La necessità di un reale confronto
Comprendiamo che alcuni attivisti dei Disobbedienti possano non gradire le critiche che il Pdac ha mosso loro: siamo abituati a dire sempre quello che pensiamo, consapevoli che spesso questo ci porta in conflitto con chi ritiene che le nostre critiche possano rompere certi "equilibri politici". Crediamo che la reazione scomposta dei Disobbedienti vicentini si spieghi, probabilmente, con una buona dose di consapevolezza del fatto che quello che il Pdac afferma è drammaticamente vero: il Pd e gli Usa hanno vinto, il movimento ha perso (per ora) la sua battaglia. Se lo affermiamo non è per mera critica fine a se stessa: è perché crediamo che sia necessario rilanciare, su basi politiche diverse, la mobilitazione contro la base e contro la guerra, prendendo esempio dalla Val di Susa.
Ma c'è una cosa che riteniamo fondamentale: le divergenze politiche, anche aspre, non devono portare alla rottura dell'unità d'azione contro il comune nemico, in questo caso contro un nemico molto potente, l'imperialismo Usa. Nel movimento - così come nei sindacati e nei comitati di lotta - deve essere garantita la possibilità a tutti i compagni di esprimere posizioni critiche nei confronti della linea politica egemone. Le intimidazioni non possono e non devono prendere il posto del confronto politico aperto e franco.
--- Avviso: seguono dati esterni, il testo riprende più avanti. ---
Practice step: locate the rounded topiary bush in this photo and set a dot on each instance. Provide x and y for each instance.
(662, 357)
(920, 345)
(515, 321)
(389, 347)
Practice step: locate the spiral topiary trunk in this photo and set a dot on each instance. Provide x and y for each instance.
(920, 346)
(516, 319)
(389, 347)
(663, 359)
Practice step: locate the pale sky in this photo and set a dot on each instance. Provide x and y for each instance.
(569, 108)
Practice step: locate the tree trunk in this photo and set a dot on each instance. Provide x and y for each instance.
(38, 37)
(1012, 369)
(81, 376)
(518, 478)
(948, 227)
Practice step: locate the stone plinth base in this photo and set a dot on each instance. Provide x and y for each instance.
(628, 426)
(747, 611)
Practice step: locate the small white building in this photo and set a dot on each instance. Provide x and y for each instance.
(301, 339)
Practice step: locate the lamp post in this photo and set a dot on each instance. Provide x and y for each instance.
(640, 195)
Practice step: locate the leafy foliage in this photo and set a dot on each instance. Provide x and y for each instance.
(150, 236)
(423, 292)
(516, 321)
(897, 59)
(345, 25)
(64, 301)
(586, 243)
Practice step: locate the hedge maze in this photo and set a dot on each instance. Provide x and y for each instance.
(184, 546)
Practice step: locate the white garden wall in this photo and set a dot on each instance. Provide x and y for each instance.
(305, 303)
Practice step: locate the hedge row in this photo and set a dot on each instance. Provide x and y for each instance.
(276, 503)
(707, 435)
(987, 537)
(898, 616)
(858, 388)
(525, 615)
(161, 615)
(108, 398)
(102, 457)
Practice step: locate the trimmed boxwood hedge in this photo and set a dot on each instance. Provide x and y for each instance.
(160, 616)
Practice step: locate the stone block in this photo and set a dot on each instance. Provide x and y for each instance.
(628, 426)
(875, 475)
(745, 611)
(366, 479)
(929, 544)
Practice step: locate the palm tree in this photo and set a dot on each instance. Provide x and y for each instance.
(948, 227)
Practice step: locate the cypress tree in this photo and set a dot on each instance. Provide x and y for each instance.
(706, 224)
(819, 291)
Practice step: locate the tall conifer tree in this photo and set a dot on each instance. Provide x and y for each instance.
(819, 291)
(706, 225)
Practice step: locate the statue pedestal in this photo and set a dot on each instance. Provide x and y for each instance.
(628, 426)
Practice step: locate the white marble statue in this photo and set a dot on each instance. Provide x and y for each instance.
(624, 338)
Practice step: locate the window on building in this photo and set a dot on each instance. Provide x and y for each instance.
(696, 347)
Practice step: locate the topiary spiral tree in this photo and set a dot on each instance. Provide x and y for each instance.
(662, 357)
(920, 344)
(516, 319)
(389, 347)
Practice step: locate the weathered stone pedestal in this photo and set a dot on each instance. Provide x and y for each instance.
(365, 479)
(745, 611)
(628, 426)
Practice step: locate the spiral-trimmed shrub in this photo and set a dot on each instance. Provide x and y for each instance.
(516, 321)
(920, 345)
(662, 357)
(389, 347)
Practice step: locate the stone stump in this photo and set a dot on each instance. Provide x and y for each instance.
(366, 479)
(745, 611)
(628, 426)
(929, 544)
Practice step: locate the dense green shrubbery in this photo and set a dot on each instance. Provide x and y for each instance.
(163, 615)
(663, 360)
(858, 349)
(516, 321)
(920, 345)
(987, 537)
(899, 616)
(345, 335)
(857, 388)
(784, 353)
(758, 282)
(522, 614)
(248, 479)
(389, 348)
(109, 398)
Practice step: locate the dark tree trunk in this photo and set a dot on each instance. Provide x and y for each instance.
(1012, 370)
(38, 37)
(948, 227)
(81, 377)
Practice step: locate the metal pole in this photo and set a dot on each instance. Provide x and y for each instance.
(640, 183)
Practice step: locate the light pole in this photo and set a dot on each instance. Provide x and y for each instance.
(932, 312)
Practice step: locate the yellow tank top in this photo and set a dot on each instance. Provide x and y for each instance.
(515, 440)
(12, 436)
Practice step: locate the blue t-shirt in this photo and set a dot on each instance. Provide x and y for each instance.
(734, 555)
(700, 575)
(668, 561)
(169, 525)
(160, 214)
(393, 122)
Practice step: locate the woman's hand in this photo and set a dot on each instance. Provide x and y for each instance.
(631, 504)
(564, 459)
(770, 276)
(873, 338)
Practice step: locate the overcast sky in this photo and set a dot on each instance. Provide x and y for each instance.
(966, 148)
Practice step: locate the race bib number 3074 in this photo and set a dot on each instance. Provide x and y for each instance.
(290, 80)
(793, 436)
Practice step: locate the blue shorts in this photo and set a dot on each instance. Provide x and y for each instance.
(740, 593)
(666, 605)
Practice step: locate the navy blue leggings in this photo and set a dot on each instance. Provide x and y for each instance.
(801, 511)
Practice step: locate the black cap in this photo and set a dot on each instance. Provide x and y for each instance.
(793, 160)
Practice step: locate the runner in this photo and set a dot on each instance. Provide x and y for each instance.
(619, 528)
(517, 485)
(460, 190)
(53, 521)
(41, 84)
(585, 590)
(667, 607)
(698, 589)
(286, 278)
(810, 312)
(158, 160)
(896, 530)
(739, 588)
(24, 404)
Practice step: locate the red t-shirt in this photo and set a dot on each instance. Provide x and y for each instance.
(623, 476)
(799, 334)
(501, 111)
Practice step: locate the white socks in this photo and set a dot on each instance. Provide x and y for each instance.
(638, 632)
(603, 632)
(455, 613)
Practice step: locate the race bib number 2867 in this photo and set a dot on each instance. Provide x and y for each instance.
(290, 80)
E' a partire da questa convinzione - che crediamo condivisa anche da tanti e tante compagne del movimento contro la guerra - che, nonostante le intimidazioni subite, Alternativa Comunista propone ai Disobbedienti un confronto politico pubblico sulle rispettive posizioni in relazione alla lotta contro il Dal Molin. Chiediamo a tutte le organizzazioni politiche, di movimento e sindacali che sostengono le ragioni della battaglia contro la base Usa di promuovere insieme al Pdac un'assemblea a Vicenza per discutere di come proseguire e rilanciare la lotta contro la base Usa, fino alla cacciata dell'esercito Usa dalla città . Nella consapevolezza che il movimento può crescere solo se è lasciato spazio al confronto politico democratico tra tutte le realtà di classe e di lotta.